I rode Waldo after church today.  I did a down and back.  It took 1 hr 25 min.  Sorry no GPS track.  For those of you who rode it with me last year, the new part of the trail took me about 15 min past the hunters trail.  It was a cool section of rolling twisties with a couple of nice little climbs.  The trail takes you just about to the Housy River.  There were a couple of flags past where I stopped but the trail path was untouched.  I would like to get in touch with the trail builder.  I want to help rake out a few sections that need some love but don't want to cause more harm than good.  After I rode the Where's Waldo trail I headed down the fire road to the Housy and turned back.  Fun ride.  About 2 hrs in total.  Trying to get back there tomorrow morning.  MTB season has officially begun for me.


----------



## bvibert (Jun 7, 2009)

Nice Grassi, way to get out and ride for once.

I want to make it down there again this year.  That was a pretty fun ride last year, I'd like to see the work that's been done since then.


----------



## severine (Jun 7, 2009)

Poor Waldo. 

Nice that you got out today!


----------



## Grassi21 (Jun 7, 2009)

severine said:


> Poor Waldo.
> 
> Nice that you got out today!



Waldo had my number today.  It was a combination of being out of shape and trying to tackle the obstacles I cleared last season.  Barely stopped myself from taking a header into a sapling.


----------



## MR. evil (Jun 7, 2009)

any witness's to this supposed ride?


----------



## Grassi21 (Jun 7, 2009)

MR. evil said:


> any witness's to this supposed ride?



just the mosquitoes and birds that i saw.


----------



## powhunter (Jun 7, 2009)

Sounds like a cool place to ride.....Let me know about mondays ..Id like to try some new stuff

steveo


----------



## Greg (Jun 7, 2009)

Nice.
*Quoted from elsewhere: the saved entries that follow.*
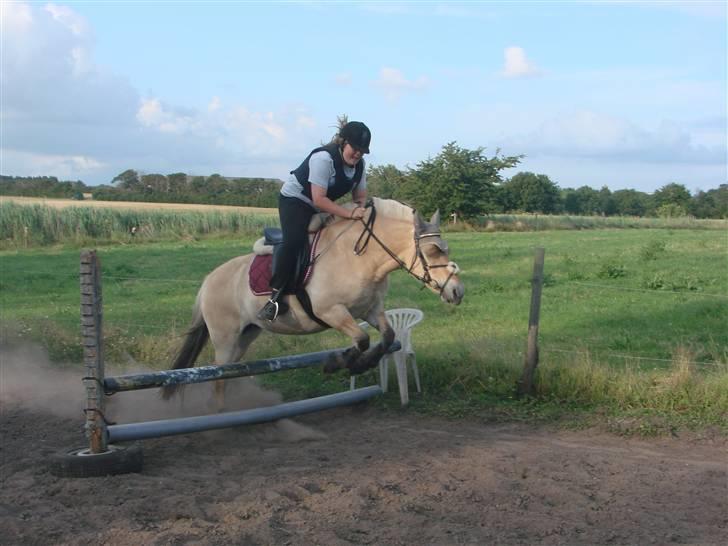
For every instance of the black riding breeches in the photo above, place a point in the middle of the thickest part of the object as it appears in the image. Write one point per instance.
(295, 216)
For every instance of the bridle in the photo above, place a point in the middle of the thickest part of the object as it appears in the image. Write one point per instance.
(426, 279)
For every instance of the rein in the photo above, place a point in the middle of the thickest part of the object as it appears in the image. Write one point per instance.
(426, 279)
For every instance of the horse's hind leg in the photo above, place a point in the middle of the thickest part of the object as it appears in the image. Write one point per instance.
(230, 349)
(371, 357)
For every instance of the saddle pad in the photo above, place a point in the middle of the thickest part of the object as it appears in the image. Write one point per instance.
(261, 270)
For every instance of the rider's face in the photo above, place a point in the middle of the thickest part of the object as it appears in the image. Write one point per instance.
(351, 154)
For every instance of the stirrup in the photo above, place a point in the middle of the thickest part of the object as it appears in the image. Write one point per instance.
(269, 311)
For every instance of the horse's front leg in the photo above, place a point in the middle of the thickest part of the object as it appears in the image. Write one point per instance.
(371, 357)
(338, 317)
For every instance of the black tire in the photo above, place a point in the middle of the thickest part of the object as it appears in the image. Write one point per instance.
(81, 463)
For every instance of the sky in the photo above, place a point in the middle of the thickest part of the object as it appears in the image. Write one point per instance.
(616, 94)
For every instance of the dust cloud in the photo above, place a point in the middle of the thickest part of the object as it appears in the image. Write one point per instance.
(29, 380)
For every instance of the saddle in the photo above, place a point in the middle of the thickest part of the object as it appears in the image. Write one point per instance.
(268, 248)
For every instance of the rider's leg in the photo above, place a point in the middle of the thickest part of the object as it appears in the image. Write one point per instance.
(295, 216)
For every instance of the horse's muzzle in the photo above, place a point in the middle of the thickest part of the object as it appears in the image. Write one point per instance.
(453, 292)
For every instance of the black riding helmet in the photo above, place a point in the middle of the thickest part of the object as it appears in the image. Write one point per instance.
(357, 134)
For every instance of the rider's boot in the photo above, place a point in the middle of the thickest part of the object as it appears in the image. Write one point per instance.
(273, 307)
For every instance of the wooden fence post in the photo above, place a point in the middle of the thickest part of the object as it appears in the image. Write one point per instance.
(93, 354)
(525, 385)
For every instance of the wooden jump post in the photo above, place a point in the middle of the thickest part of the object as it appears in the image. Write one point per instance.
(526, 384)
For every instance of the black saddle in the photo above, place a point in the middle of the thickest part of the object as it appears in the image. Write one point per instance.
(274, 237)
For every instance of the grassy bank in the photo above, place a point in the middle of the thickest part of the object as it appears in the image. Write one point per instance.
(24, 226)
(632, 321)
(27, 224)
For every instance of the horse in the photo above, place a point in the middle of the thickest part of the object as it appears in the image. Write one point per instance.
(349, 281)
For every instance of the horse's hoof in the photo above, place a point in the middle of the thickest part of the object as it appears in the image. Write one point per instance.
(332, 365)
(356, 368)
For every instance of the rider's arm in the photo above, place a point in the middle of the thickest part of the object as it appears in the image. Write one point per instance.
(323, 203)
(360, 196)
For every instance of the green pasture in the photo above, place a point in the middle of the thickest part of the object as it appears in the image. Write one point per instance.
(633, 333)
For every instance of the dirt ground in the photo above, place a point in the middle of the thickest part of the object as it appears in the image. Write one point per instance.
(354, 476)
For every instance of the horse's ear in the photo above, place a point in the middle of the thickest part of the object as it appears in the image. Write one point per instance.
(419, 223)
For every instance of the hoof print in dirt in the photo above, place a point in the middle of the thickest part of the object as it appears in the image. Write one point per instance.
(81, 463)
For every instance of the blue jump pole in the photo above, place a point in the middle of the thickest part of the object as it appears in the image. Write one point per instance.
(185, 425)
(151, 380)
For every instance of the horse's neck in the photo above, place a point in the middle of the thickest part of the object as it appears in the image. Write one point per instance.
(397, 235)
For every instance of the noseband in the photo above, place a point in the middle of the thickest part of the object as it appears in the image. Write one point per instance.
(426, 279)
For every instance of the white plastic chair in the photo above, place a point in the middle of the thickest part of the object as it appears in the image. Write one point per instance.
(402, 321)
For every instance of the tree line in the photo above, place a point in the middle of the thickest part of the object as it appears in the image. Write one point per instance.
(42, 186)
(182, 188)
(458, 180)
(470, 184)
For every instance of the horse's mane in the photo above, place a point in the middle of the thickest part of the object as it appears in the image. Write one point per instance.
(386, 207)
(393, 209)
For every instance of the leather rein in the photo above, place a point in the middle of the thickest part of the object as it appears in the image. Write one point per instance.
(426, 279)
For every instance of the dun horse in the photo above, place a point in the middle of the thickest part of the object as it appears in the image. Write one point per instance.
(348, 282)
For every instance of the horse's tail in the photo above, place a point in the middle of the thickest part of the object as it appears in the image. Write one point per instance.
(195, 341)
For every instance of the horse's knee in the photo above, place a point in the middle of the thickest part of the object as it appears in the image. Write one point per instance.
(362, 343)
(342, 360)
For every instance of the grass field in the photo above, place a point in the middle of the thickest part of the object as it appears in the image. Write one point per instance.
(633, 322)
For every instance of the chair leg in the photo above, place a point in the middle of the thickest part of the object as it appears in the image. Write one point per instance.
(384, 373)
(417, 372)
(399, 360)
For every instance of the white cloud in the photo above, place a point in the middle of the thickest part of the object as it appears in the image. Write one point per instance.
(517, 65)
(64, 115)
(394, 84)
(588, 134)
(343, 79)
(152, 113)
(214, 104)
(62, 166)
(68, 18)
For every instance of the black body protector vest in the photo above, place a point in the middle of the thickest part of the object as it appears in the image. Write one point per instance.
(342, 185)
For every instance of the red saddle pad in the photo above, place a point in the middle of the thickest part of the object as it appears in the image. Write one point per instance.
(260, 270)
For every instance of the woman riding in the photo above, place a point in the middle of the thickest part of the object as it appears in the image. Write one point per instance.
(329, 172)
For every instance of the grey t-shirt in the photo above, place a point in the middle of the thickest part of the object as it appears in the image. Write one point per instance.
(321, 173)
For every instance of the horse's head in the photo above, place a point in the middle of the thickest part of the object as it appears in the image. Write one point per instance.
(438, 272)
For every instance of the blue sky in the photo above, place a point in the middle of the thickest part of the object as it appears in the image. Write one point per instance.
(627, 95)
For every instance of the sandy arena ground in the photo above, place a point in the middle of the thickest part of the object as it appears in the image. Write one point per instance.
(348, 476)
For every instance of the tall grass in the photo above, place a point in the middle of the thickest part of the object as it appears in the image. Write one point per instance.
(540, 222)
(36, 225)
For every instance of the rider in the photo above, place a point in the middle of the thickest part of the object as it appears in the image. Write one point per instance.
(329, 172)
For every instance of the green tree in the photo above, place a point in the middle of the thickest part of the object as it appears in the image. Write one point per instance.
(457, 180)
(631, 202)
(176, 183)
(128, 180)
(710, 204)
(386, 181)
(531, 192)
(672, 194)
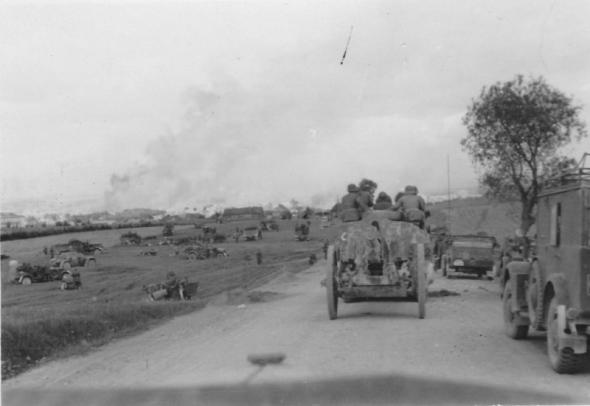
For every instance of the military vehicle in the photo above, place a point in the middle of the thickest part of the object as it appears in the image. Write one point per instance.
(377, 259)
(551, 292)
(68, 260)
(252, 233)
(27, 274)
(468, 254)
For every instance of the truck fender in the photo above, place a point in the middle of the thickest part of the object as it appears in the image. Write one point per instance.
(517, 273)
(556, 286)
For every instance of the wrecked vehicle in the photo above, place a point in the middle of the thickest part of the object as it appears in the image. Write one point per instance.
(68, 260)
(252, 233)
(27, 274)
(171, 289)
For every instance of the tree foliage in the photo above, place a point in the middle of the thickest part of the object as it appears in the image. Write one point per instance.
(516, 131)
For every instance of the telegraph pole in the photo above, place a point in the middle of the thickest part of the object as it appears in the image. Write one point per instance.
(449, 208)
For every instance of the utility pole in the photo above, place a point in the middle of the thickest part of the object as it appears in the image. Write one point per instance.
(449, 208)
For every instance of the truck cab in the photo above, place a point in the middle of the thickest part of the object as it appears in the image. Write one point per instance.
(551, 292)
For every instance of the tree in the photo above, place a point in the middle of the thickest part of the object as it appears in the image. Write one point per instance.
(516, 131)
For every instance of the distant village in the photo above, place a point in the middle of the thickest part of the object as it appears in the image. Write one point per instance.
(145, 217)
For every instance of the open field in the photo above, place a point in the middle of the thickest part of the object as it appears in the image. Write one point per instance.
(469, 216)
(39, 321)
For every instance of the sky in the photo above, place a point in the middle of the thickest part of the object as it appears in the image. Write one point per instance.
(113, 105)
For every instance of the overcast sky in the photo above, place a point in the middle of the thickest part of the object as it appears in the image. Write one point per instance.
(181, 104)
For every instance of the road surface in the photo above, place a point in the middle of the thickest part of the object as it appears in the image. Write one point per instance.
(372, 353)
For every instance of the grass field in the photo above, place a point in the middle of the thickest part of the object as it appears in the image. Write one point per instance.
(470, 216)
(40, 321)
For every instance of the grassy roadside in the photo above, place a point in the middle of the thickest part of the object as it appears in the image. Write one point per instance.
(40, 322)
(27, 342)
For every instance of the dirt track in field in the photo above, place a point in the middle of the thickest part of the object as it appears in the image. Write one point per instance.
(461, 341)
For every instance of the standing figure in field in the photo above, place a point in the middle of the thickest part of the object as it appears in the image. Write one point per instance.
(350, 205)
(367, 190)
(412, 206)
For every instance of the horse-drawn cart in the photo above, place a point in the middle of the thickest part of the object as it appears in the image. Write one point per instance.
(377, 260)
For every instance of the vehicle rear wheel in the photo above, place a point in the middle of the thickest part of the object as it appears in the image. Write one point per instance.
(512, 329)
(534, 298)
(563, 361)
(331, 288)
(421, 280)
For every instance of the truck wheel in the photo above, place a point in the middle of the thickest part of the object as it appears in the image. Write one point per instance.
(534, 298)
(331, 288)
(512, 329)
(562, 361)
(421, 280)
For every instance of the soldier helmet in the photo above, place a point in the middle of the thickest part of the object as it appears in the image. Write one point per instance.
(352, 188)
(367, 184)
(411, 189)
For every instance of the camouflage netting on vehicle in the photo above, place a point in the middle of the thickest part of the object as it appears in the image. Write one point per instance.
(360, 242)
(379, 239)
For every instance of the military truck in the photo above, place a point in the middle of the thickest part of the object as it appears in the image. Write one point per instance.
(376, 259)
(551, 291)
(468, 254)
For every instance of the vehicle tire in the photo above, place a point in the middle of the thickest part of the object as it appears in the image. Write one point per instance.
(447, 270)
(331, 288)
(534, 298)
(562, 361)
(512, 330)
(421, 280)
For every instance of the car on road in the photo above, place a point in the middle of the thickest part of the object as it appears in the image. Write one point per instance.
(468, 254)
(551, 292)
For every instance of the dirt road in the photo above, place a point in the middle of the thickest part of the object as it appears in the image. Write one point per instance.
(460, 344)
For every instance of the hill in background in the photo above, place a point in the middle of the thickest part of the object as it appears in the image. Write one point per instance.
(477, 214)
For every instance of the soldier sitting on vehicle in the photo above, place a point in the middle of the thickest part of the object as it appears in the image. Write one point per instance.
(367, 189)
(383, 202)
(350, 206)
(412, 206)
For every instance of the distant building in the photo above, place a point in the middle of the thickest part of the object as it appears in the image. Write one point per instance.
(281, 212)
(11, 220)
(243, 213)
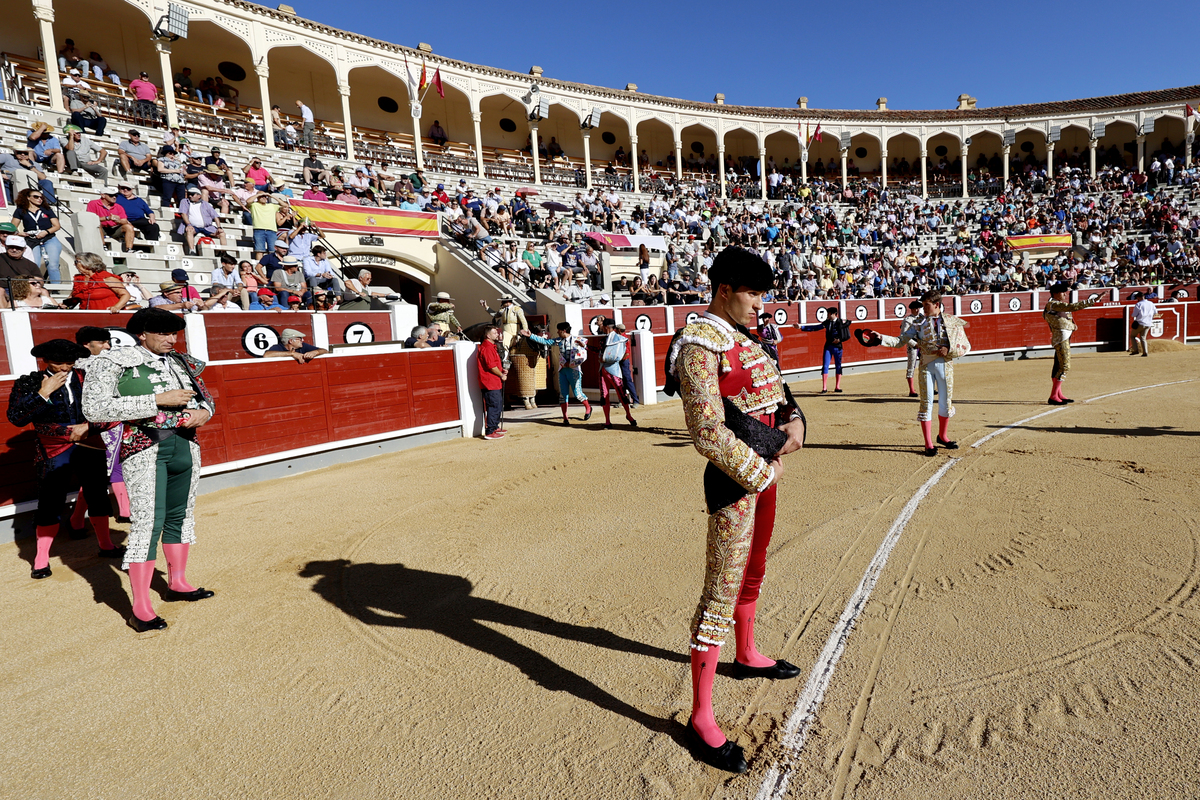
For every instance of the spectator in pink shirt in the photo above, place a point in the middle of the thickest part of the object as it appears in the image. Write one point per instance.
(113, 222)
(147, 95)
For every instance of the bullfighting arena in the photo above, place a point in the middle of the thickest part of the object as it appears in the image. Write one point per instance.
(509, 619)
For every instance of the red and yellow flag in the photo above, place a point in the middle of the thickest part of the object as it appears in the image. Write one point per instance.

Glad you finally started your season! :beer:


----------



## WoodCore (Jun 7, 2009)

Nice job getting out on the trails. I was actually thinking about riding Waldo yesterday but decided to head for the Upper Paugussett trails on the other side of the river/lake. Waldo's on the must hit list this year so let me know if your headed over for a ride.


----------



## Grassi21 (Jun 8, 2009)

powhunter said:


> Sounds like a cool place to ride.....Let me know about mondays ..Id like to try some new stuff
> 
> steveo



for sure.  nice little place to sit and chill down by the river.  short, reasonable climbs.


----------



## Grassi21 (Jun 8, 2009)

WoodCore said:


> Nice job getting out on the trails. I was actually thinking about riding Waldo yesterday but decided to head for the Upper Paugussett trails on the other side of the river/lake. Waldo's on the must hit list this year so let me know if your headed over for a ride.



will do.  i was hoping to get out this morning but the margaritas i had last night are telling me to chill instead.


----------